Wydaje mi się, że niczym w „Modlitwie” Natana Tenenbauma” Bóg uchronił nas od pogardy i nienawiści. 4o lat to rzeczywiście kawał życia, zbudowaliśmy tutaj nasze domy, nie jesteśmy już niewolnikami. Czy możemy przebaczyć nasze krzywdy naszym winowajcom? Nie, nie musimy nikomu wybaczać, ponieważ działali w systemie totalitarnym. Nie musimy nikomu wybaczać, ponieważ nowe pokolenie Polaków doskonale rozumie jaką krzywda została nam wyrządzona. Nasz los przypomina los Antygony, musimy pogrzebać w sobie skrzywdzonych, naszych braci i nasze siostry.

Nie żałuję tego, że wyjechałem z Kraju, po prostu dlatego, że zostałem z niego bezprawnie wygnany, ale, powtarzam, gdybym został, byłbym innym człowiekiem. Wygnanie jest straszliwą karą, zmienia duszę wygnańca. Chciałbym wrócić, ale ciąży na mnie 40 lat emigracji. Wiem, że Polska w ostatnich latach radykalnie się zmieniła. Może wróciłbym do obcego kraju. Ale w sercu miałbym wciąż obraz Ogrodu Saskiego, Pałacu Błękitnego i Krakowskiego Przedmieścia.


"Plotkies" nr 35, Marzec 2008

Michał Moszkowicz
pisarz

5 komentarzy:

  1. A ja się zastanawiam, jacy bylibyśmy my, "krajowcy", gdybyście nie wyjechali. Teraz niby mieszkamy w wyzwolonym i własnym kraju, ale ciągle w zakamarkach unosi się zgniły zapaszek Kreona. Ciągle ćwiczone są krzykliwie różne warianty monokoloru.
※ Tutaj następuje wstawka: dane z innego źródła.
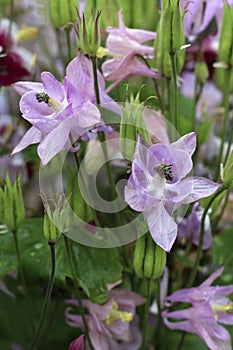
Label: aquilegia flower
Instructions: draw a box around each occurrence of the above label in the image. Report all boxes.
[12,56,101,165]
[125,132,219,251]
[162,266,233,350]
[100,11,160,91]
[66,282,145,350]
[0,18,33,86]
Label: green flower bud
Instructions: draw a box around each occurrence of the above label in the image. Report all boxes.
[156,0,184,54]
[195,62,209,84]
[120,87,151,160]
[49,0,77,28]
[133,233,166,280]
[44,213,61,242]
[76,11,101,57]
    Włodek Goldkorn w znanym tekście z Moczarem w tytule pisał (równo 10 lat temu):

    "Kiedy się mnie pytają, kim jestem, odpowiadam - w zależności od humoru, warunków, sytuacji - że jestem Włochem, kiedy indziej - że polskim Żydem, bardzo rzadko, ale i tak się zdarza - że Polakiem. A tak naprawdę jestem tylko jednym z tysięcy ludzi, którzy żyją w kilku językach i w kilku kulturach. To typ człowieka, który istniał zawsze od kiedy istnieje Europa. Komuniści i faszyści bardzo go nie lubią. Emigranci z 68 roku mieli szanse stać się takimi właśnie ludźmi. Wielu z nas nigdy nie zerwało kontaktu z Polską. Wielu z nas nie tylko pozostało wiernymi swoim cieniom (które miały dużo mniej szczęścia w życiu), ale też przyjaciołom. Wielu z nas od trzydziestu lat jest mostem pomiędzy kulturą polską a innymi i sadzę, że ten most przydał się kulturze polskiej." [podkr. moje – n.]
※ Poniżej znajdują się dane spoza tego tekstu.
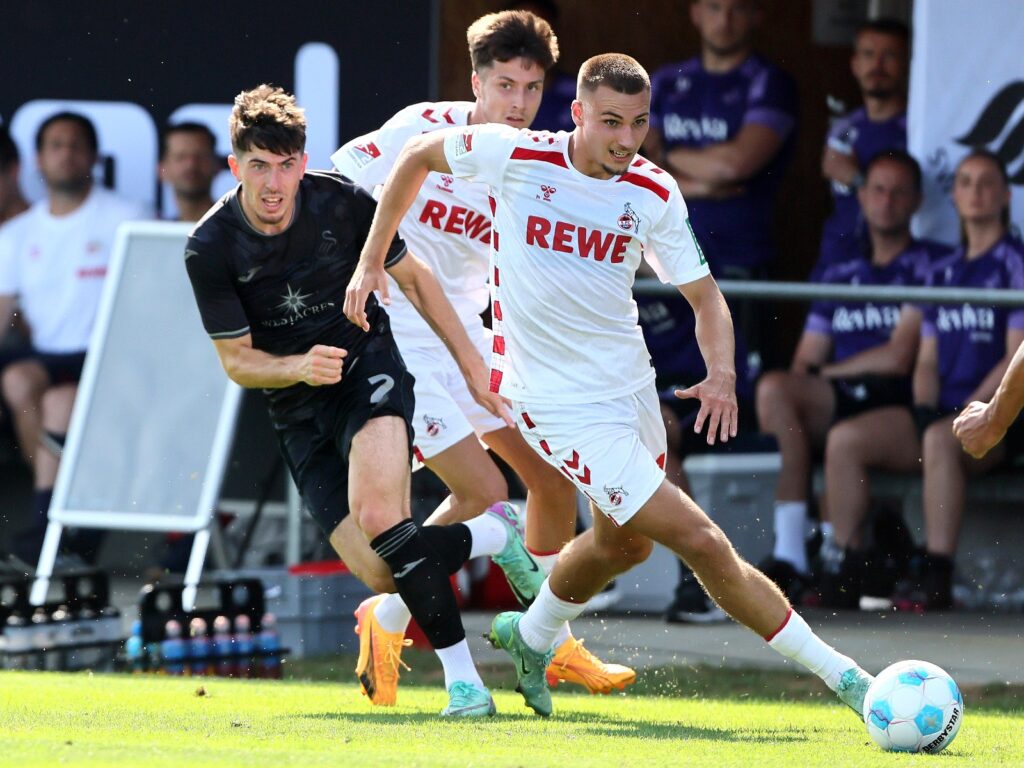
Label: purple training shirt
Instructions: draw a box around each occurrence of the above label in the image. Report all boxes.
[815,108,906,273]
[650,54,797,275]
[804,241,949,362]
[921,234,1024,411]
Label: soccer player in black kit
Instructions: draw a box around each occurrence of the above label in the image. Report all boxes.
[185,85,540,716]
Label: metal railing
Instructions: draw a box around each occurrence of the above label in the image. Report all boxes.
[635,278,1024,306]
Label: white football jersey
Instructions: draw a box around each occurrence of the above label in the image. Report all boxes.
[444,125,710,403]
[331,101,490,343]
[0,186,151,354]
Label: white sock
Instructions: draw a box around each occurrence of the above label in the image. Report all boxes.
[463,513,508,559]
[434,638,485,690]
[765,608,857,690]
[374,593,413,632]
[772,502,808,573]
[519,579,587,653]
[527,547,572,648]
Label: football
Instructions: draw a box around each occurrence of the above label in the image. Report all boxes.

    Powinienem pisać w liczbie pojedynczej. No więc ja mam ciągle (nieco ssące) odczucie, że owszem, w Polsce jest coraz więcej przyjezdnych ludzi różnych kultur i języków, a Polacy swobodnie rozsiewają się po świecie (gdy mają ochotę), ale że – mimo to wszystko – ten rodzaj niepełności, o którym pisze Michał Moszkowicz, ma swój counter-part tutaj, krajowy.

    Nie jestem wcale pewien, że krzywda Marca'68 została po wielekroć naprawiona.

    OdpowiedzUsuń
  2. Mieszkam w Londynie i nie znam uchodzcow 69 roku, chociaz sama wyjechalam w 69 ale bez psiego paszportu, tylko z polskim. Musialam zrezygnowac z polskiego paszportu, bo nie moglabym odwiedzac rodziny w Polsce. Odwiedzalam Polske wiele razy w latach 80-tych, ostatni raz 2001. Czuje sie jak Michal Moszkowicz, obrazona i niespelniona, wygnana!? Ale Polska pszyjechala do Londynu! Tyko to sa wylacznie Polacy jednego typu: mlodzi(25- 50 letni), zawod: robotnicy budowlani i nic nie wiedza o historii Polski sprzed 40 lat. Moze dlatego ze w malych miasteczkach nie ucza historii i gazet sie nie czyta. Jak pytam czy wiedza ze jest 40 rocznica marca68, patrza na mnie pustymi oczami niewiedzy. Historia jest domena warszawiakow - nie spotkalam nikogo z Warszawy, a pytam juz od dwu lat. Moja dzielnica stratford ma tyle polakow, ze zawsze slysze jezyk polski na ulicy i w sklepach.
    Lena Moszkowicz

    OdpowiedzUsuń
  3. Mosiu, to co cie w koncu spelni? Moze kobita jakas albo co?
    Zyczlywy

    OdpowiedzUsuń
  4. Myślałem, że tutaj motłoch nie trafi. Niestety znów złudzenie - pojawił się "życzliwy".
    Rozczarowany.

    OdpowiedzUsuń
  5. Michale, a jaka to krzywda spotkała Cię w Polsce? W marcu? w marcu to Twoi wyrządzili krzywdę jednaką swoim pobratymcom oraz Polakom wśród których żyli i po trupach których dążyli do władzy. I mają ją do dzisiaj. Byłeś w Polsce od czasu marca? Co wiesz o Polsce i z jakich źródeł czerpiesz o niej wiedzę? Napisz na swoim blogu, jak można bezpośrednio skontaktować się z Tobą. Znaliśmy się długo przed marcem.